Al final del siglo XX llegamos a tener setenta mil ilegales en armas, setenta homicidios por cada cien mil habitantes, tres mil secuestros anuales y cientos de miles de desplazados. Hoy las cifras son menores: calculamos entre dieciocho y veinte mil combatientes en armas, una tasa de 27 homicidios por cada cien mil habitantes, cerca de trescientos secuestros y setenta mil desplazados. No son números para estar tranquilos, pero son muy diferentes a los de la conflagración del pasado. Esa comparación muestra que la violencia no ha desaparecido, sino que ha mutado. Y la mutación nos plantea desafíos que no se resuelven con las recetas del ayer.
La criminalidad actual combina repertorios clásicos de terror con tecnologías de punta, terceriza la violencia en delincuentes comunes, penetra con fuerza los circuitos legales de la economía y se mueve con fluidez entre lo local y lo transnacional. Esa es la cara de un conflicto que dejó de ser una guerra por la toma del Estado y pasó a ser una guerra por controlar negocios, territorios y poblaciones. Un cambio que exige también otra manera de pensar la inteligencia, la seguridad y la justicia.

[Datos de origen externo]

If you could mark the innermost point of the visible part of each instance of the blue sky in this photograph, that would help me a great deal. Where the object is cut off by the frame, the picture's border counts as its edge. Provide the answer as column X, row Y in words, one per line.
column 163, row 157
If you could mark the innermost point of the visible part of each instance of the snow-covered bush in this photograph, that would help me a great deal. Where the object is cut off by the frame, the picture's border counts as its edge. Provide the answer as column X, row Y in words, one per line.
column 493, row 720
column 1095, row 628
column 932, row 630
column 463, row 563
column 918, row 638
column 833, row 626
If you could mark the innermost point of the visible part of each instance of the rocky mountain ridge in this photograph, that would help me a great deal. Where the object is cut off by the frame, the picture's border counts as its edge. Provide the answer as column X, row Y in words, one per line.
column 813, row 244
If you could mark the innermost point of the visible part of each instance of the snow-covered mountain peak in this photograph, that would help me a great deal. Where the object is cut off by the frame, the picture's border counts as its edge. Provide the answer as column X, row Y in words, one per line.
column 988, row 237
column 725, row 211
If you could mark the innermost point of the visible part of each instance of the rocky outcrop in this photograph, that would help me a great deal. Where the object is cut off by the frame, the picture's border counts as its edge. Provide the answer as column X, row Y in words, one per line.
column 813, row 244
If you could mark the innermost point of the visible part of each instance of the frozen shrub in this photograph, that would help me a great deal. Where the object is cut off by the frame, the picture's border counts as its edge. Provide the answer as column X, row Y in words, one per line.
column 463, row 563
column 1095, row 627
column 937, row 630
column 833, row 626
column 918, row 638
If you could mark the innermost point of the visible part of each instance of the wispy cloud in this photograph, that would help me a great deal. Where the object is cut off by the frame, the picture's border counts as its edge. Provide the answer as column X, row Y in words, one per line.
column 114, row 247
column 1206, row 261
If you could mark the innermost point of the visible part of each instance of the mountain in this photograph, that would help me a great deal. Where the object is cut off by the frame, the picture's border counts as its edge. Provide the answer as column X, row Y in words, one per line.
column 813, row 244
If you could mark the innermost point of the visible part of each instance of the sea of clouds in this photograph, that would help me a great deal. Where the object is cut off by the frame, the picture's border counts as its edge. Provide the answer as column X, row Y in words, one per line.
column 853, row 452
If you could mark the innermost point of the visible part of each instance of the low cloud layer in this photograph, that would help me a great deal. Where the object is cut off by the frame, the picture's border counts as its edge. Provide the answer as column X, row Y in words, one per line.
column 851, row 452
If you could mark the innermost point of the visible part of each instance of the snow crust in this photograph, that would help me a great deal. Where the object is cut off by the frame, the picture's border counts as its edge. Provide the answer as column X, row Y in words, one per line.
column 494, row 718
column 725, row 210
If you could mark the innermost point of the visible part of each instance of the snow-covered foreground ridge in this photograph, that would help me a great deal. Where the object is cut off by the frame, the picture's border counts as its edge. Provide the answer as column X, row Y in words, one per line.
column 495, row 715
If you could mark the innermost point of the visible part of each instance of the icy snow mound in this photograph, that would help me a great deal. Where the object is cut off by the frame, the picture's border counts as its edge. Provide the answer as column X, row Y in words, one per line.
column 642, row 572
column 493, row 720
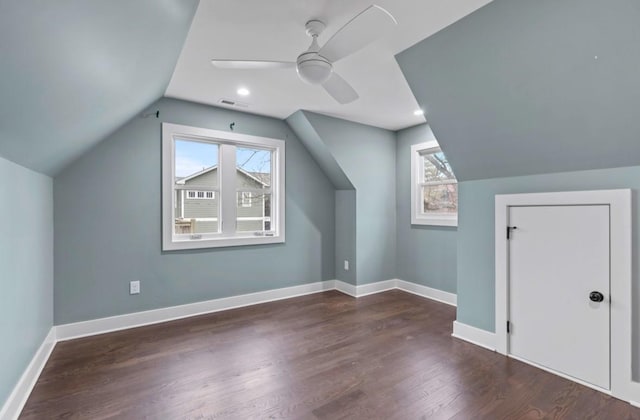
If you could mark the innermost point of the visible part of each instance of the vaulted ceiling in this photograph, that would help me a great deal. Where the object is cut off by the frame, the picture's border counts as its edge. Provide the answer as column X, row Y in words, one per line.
column 526, row 87
column 274, row 30
column 74, row 70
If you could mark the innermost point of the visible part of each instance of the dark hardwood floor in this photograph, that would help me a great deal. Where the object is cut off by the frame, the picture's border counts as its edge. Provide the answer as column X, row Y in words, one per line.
column 323, row 356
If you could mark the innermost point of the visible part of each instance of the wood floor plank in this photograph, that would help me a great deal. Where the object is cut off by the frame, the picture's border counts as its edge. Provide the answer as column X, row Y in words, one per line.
column 322, row 356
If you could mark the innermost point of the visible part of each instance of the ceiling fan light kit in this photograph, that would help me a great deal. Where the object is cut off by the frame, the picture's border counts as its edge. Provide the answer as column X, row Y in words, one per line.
column 315, row 65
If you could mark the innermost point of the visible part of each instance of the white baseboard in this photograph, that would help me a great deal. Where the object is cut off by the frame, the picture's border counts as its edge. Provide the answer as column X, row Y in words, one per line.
column 474, row 335
column 156, row 316
column 14, row 404
column 428, row 292
column 382, row 286
column 18, row 398
column 364, row 289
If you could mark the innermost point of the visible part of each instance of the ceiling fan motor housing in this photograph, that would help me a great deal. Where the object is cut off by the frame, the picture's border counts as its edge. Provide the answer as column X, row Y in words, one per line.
column 313, row 68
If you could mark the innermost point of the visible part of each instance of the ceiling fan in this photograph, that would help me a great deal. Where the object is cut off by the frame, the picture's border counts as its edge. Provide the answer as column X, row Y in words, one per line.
column 315, row 65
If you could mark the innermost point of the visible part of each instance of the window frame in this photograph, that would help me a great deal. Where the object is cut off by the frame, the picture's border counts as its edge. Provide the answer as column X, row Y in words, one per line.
column 246, row 196
column 227, row 213
column 417, row 182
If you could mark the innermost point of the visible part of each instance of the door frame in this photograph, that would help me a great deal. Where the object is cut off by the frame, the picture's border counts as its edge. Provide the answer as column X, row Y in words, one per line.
column 619, row 202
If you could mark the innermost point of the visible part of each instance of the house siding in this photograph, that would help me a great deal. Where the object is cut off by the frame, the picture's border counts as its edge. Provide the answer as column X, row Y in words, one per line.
column 198, row 208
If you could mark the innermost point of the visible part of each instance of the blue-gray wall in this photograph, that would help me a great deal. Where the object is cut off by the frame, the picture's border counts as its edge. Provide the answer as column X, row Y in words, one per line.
column 107, row 224
column 26, row 269
column 425, row 254
column 524, row 87
column 476, row 249
column 83, row 68
column 366, row 155
column 346, row 236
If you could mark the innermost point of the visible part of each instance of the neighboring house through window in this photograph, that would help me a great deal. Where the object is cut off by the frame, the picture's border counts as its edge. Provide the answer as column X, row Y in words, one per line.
column 434, row 188
column 221, row 188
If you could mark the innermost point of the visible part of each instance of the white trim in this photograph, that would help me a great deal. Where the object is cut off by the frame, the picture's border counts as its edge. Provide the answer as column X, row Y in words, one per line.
column 560, row 374
column 619, row 201
column 20, row 394
column 364, row 289
column 18, row 398
column 227, row 142
column 428, row 292
column 474, row 335
column 406, row 286
column 155, row 316
column 417, row 216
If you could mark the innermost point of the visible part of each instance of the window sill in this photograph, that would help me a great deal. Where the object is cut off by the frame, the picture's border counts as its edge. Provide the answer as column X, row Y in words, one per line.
column 222, row 242
column 435, row 221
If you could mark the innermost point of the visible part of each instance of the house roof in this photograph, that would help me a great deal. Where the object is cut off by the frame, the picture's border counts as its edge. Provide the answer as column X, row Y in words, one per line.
column 254, row 176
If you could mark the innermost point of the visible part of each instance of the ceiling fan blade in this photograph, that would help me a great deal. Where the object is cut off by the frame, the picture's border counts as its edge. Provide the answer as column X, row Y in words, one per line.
column 340, row 89
column 252, row 64
column 360, row 31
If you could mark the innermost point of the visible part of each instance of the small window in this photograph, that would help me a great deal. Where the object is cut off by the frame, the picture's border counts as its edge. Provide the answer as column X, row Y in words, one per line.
column 434, row 188
column 221, row 188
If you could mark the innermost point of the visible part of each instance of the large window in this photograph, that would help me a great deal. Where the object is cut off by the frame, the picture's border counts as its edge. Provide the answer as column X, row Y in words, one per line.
column 220, row 188
column 434, row 189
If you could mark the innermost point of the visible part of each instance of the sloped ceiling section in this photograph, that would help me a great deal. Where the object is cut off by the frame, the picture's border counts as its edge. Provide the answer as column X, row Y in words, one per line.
column 299, row 123
column 524, row 87
column 74, row 70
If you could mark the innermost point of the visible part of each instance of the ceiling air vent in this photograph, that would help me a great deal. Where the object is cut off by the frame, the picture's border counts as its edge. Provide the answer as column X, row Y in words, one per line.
column 229, row 102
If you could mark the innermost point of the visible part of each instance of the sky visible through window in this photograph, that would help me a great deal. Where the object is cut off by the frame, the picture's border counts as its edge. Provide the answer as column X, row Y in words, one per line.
column 194, row 156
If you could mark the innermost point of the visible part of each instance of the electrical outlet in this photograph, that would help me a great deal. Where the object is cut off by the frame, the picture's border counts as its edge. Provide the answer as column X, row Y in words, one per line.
column 134, row 287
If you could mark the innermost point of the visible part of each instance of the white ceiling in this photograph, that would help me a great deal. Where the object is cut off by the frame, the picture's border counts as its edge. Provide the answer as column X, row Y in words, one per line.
column 274, row 30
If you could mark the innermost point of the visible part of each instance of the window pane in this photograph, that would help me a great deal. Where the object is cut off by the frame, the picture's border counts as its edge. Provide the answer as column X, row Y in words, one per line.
column 196, row 166
column 195, row 215
column 440, row 199
column 254, row 167
column 437, row 168
column 253, row 212
column 196, row 163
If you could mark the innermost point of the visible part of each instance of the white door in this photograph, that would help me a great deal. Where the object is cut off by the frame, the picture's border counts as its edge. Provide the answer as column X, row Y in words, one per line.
column 558, row 256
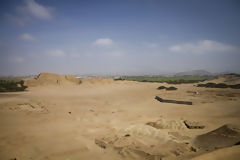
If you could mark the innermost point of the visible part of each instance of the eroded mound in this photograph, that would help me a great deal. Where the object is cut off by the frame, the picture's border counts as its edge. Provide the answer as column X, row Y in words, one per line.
column 145, row 142
column 44, row 79
column 225, row 136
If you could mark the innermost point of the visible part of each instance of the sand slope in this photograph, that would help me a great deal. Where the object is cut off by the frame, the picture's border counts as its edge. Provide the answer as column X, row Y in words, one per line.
column 45, row 79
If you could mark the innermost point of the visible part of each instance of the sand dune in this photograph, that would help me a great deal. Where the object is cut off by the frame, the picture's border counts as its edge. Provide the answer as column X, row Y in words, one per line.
column 107, row 119
column 46, row 79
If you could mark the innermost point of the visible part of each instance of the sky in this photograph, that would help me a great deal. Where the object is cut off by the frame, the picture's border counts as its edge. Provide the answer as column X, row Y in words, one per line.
column 119, row 37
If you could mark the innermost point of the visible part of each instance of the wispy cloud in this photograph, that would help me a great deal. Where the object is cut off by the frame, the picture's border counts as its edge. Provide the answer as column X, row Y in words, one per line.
column 56, row 53
column 29, row 10
column 202, row 47
column 104, row 42
column 16, row 59
column 38, row 10
column 27, row 37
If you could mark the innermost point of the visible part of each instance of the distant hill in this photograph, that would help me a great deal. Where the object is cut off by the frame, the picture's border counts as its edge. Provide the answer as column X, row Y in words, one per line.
column 194, row 73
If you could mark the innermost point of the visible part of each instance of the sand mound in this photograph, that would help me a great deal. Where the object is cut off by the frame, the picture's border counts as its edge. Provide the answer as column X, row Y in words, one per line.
column 144, row 142
column 225, row 136
column 230, row 153
column 167, row 124
column 97, row 81
column 228, row 79
column 45, row 79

La tristeza que sentimos hoy tiene una raíz doble. Por un lado, la memoria de un país que ya vivió los estragos del terrorismo y que sabe lo que cuesta en vidas y en democracia. Por otro, la constatación de que se repite lo que advertimos: plomo fue lo que hubo y plomo es lo que viene si el Estado no logra superar sus limitaciones. Una política de paz que no diferencie entre actores, una justicia que no esclarezca con prontitud los atentados, una fuerza pública que no se adapte a las nuevas tecnologías, se convierten en los cuellos de botella que denunciamos. Y es allí donde se incuban las tragedias que hoy presenciamos.
Por eso, este no es un llamado retórico. Es una apelación concreta a las instituciones. La Fiscalía tiene un papel crucial: esclarecer con rapidez y rigor los autores intelectuales del asesinato de Miguel Uribe Turbay y de los atentados recientes no es solo un deber jurídico, es un aporte indispensable a la tranquilidad del país. La justicia no puede permanecer rezagada ni dubitativa frente a quienes buscan alterar el rumbo democrático con violencia. La Fuerza Pública debe modernizar sus métodos, invertir en inteligencia y tecnología, y no limitarse a repetir las fórmulas de los noventa. Y el gobierno, por su parte, debe abandonar la ilusión de que todos los grupos quieren negociar: la paz exige selectividad, realismo y firmeza.
Estamos en un cambio de ciclo. Ese cambio nos obliga a pensar fuera de la caja, a reconocer que no basta con reciclar viejas estrategias ni con pronunciar discursos bienintencionados. La violencia en Colombia mutó, y nuestras instituciones deben mutar con ella. No podemos quedarnos en la nostalgia de los noventa ni en la ingenuidad de creer que todo grupo armado busca la paz. Pero tampoco podemos renunciar al horizonte que nos ha dado sentido por décadas: la paz como propósito superior, como camino difícil pero irrenunciable.
La tragedia de estos días debe servirnos para algo más que la indignación momentánea. Es una oportunidad para comprender que el país no soporta otro ciclo de guerra. Que debemos corregir los cuellos de botella que denunciamos en ¿Plomo es lo que viene? y atrevernos a construir caminos inéditos hacia la paz. Solo así podremos, al fin, dejar de hablar de plomo como destino inevitable y empezar a hablar de un horizonte distinto, el único que puede reconciliarnos con nuestra historia: la paz como horizonte.